Он вернется в наше повествование через год, которого почти не будет помнить. Он бегал по урокам, вдалбливал грамоту пролетариям, натаскивал школьников, писал в «Вятскую правду» под патронатом Ивана Даниловича, учившего: «Глупее, родной, глупее!» Слушал по ночам мирное посапывание Вали, глухие сетования отца, стук ходиков, дребезг стекла, перебрех окраинных псов. Вера в Феодосии убежала с моряком. В марте он прочел в читальном зале библиотеки имени Герцена страшную статью о процессе — из «Красной газеты». В статье было его имя. К счастью, «Красную газету» в Вятке никто не читал. В мае дядя сообщил, что все высланы и места ссылки не называются. От Нади не было ни слова, хотя он в каждом письме умолял дядю дать адрес и сам забрасывал ее мать телеграммами. В ответ пришло одно: НАДЕЖДА РЕШИТЕЛЬНО ПРОСИЛА ВАС НИКОГДА НЕ ИСКАТЬ ЕЕ ВАЛЕНТИНА ЖУКОВСКАЯ. Он ничего не понимал. Неужели она не могла ему простить, что их всех взяли, а его нет? Но ведь он объяснил. Она не могла не понять. Другая могла, но она не могла. Летом Валя чудом удержал его от бегства.
— Не уезжай, — сказал он твердо. — Не надо.
— Ты-то что понимаешь?
— Иногда понимаю, — сказал он. — Не знаю, почему, но не надо.
Он не знал адресов Альтергейма, Дробинина, Велембовского, написал Мартынову на Ботанический сад — письмо вернулось. Под конец решился отправить письмо на Каменноостровский, указав в обратном адресе «до востребования», — не было ни ответа, ни привета. Он сходил с ума. Девятиклассница, которой он пытался вдолбить литературу, с мая звала его вместе купаться, в октябре среди занятий полезла целоваться, он отшвырнул ее, выбежал. На другой день его избили трое ее одноклассников — она сказала, что Даня пытался изнасиловать ее. Неделю валялся со сломанным ребром, она скулила под окнами, передавала записки. Встав на ноги, он сказал отцу: хватит, я не могу здесь больше. Отец махнул рукой. Он на все теперь махнул рукой, запустил бороду, заговаривался. Валя проводил все дни у друга, они вместе строили самолетные модели.
Он шел под дождем на вокзал, в последний раз оглядывая кособокую Вятку, и впервые за весь этот год чувствовал себя человеком. Все-таки, хоть год и был мерзок и мог считаться как бы небывшим, — кое-чего он достиг. Написал сам для себя несколько очерков о матери и Крыме. Оставил их Вальке, дорастет — прочтет. Исследовал стихотворный ритм. Значительно продвинулся в медитации. Один раз ему даже показалось, что почти осуществилась экстериоризация, — но поди тут разбери, голодное головокружение или мистический опыт. Ничего. Теперь он нагонит — и по крайней мере все узнает.

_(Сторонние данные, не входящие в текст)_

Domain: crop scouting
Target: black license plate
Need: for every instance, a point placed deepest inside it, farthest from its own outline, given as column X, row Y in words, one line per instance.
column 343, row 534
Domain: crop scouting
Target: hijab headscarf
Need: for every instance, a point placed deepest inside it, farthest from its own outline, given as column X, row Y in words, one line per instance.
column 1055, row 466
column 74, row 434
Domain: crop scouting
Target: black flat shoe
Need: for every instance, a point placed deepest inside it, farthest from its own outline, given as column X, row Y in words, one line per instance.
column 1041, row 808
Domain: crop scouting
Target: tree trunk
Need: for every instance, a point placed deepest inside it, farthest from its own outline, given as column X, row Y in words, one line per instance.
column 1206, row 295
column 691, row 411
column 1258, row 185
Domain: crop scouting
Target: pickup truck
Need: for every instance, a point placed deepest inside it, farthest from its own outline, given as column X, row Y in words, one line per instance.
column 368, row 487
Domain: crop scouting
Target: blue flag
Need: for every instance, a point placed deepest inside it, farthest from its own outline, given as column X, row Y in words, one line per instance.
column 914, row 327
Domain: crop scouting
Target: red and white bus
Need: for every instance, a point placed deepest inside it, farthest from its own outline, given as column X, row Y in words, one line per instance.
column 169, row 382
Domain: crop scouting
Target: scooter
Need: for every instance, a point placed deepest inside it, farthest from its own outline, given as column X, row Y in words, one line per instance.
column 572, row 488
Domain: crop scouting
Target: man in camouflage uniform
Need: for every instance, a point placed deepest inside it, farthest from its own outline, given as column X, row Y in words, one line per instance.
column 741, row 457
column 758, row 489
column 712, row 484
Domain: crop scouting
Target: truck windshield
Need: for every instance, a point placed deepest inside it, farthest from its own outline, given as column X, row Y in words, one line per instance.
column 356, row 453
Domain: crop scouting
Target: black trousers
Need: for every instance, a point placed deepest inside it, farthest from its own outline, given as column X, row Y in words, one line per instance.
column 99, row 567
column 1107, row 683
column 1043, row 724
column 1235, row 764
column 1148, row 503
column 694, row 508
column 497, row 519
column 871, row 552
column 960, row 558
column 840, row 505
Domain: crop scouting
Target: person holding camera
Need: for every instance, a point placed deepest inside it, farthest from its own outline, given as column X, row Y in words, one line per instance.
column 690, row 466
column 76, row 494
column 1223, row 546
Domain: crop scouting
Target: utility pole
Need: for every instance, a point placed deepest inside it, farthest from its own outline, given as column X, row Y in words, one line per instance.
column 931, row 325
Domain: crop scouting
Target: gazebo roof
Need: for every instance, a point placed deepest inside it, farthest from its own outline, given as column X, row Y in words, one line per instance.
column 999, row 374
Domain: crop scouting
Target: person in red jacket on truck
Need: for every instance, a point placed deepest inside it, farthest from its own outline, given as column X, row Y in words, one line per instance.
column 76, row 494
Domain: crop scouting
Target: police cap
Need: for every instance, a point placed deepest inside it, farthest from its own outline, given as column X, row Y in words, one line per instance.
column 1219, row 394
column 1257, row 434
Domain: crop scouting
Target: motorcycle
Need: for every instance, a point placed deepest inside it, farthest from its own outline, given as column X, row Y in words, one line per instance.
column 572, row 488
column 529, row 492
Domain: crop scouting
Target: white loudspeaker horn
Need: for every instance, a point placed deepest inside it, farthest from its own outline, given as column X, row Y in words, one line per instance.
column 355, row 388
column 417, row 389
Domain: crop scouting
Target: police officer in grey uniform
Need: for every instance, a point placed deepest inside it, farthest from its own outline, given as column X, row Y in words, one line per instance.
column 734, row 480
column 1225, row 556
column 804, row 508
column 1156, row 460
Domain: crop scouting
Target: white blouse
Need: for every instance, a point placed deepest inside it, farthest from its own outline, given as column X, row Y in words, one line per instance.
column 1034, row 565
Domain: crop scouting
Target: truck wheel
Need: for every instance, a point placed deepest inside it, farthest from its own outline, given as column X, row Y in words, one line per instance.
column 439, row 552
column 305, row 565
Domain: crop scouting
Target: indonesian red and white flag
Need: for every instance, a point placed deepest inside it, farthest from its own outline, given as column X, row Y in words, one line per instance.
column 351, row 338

Он не узнал почти ничего, и слава богу. А мы расскажем, что же делать, такое наше занятие.
Глава шестнадцатая
1— Я удивляюсь, — сказал Остромов, заложив ногу на ногу. — Скажите, вам говорит о чем-нибудь фамилия Менжинский?
Денисов положил перо и глянул на Остромова исподлобья.
— Говорит, — сказал он с угрозой.
— А фамилия Огранов? Вы знаете, вероятно, товарища Огранова?
— Лично не знаю, — с той же суровостью отозвался Денисов.
— Ах, вот как! Сочувствую. Это весьма интересный собеседник. И во время наших многочисленных, — подчеркнул он, — многочисленных бесед он не раз спрашивал меня о вещах, его интересующих.
— Вы беседовали с товарищем Ограновым? — переспросил Денисов, и Остромову померещилась в его голосе трещина, намек на подобострастие: магическое имя отмыкало сердца.
— Да, представьте себе, юноша, так же свободно, как с вами. Товарищ Огранов умеет ценить людей просвещенных и лояльных. Мы говорили откровенно, и наши цели во многом оказались близки. Я даже смею рассматривать себя как исполнителя… как союзника, отчасти, быть может, как личного порученца товарища Огранова. Мы обсуждали вопросы того уровня, о котором я не могу распространиться, и он никогда не помещал меня для этой цели в дом предварительного заключения, а напротив того, просил сразу обращаться, если понадобится защита. Именно поэтому я просил бы как можно быстрее связать меня с товарищем Ограновым, чтобы я мог лично ему доложить о примененных ко мне методах…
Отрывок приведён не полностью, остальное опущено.